Second thing on the mind, what is my next move? Where do I want to be in like 5 years? What will I be doing? Where will we be living all good questions. I don't really know the answer to them either. I don't mind my house and I don't mind where I'm living. But I do know that I'm going to want a bigger family. Lets face it we are cramped in our house already. So it's either move or start throwing things out. I don't think it's going to be the second one. I know where I'd like to live and what kind of home I'd like to have but once again the problem is no money. My dream home would be to live on a couple acres of land. Get a dog and some chickens and call it good. I would also like on that land a nice house with a 2 stall garage high ceilings and a couple of bedrooms. Possibly a fire place put in somewhere around there as well. But I am dreaming now. That's ok to dream right?
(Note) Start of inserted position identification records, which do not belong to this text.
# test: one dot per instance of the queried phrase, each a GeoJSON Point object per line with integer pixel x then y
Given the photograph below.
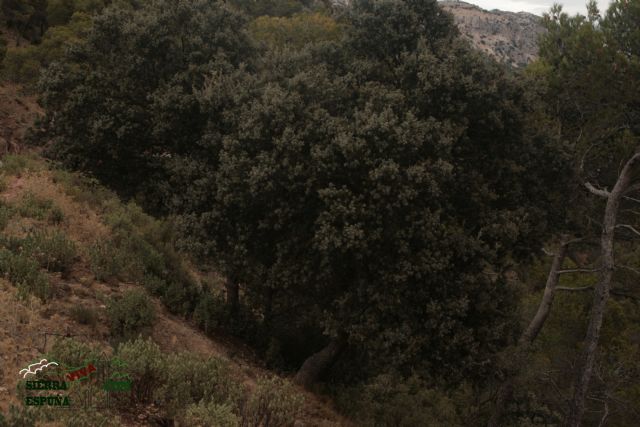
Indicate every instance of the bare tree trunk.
{"type": "Point", "coordinates": [506, 388]}
{"type": "Point", "coordinates": [601, 293]}
{"type": "Point", "coordinates": [544, 308]}
{"type": "Point", "coordinates": [233, 294]}
{"type": "Point", "coordinates": [315, 365]}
Next on the list in my head, my weight. I know everyone says it's not the scale that matters it's the person, but if the person doesn't like the scale we've got problems. Now I would not call myself lazy I do move a lot and I do work at Russ' so I am move quite a bit. Unfortunately it's not in the way I need to be moving let alone eating. It's so easy to eat junk food because it is quick and easy to make. When you are not eating as a family when working till 9 it also makes it a lot easier. I've tried going to the gym almost every night and eating well, but I just couldn't seem to loose weight. People tell me that's because you have to do it in the morning or mid day but who has the time or the energy to get up in the morning. I'm not really a morning person my husband, mom and sisters can vouch for me. I've tried being on diet such as my fitness pal, carb counting and so on but I always feel hungry. It's this constant battle with myself. I see other people doing well at their diet and loosing weight, it makes me just eat more to make myself feel better. I just want to be fit for myself and for my daughter. I have found that if a child is not raised to eat healthy they will not be health and will be stuck in the hole I'm at right now. I don't want that for Olivia!
She is clothed in strength and dignity, and she laughs without fear of the future.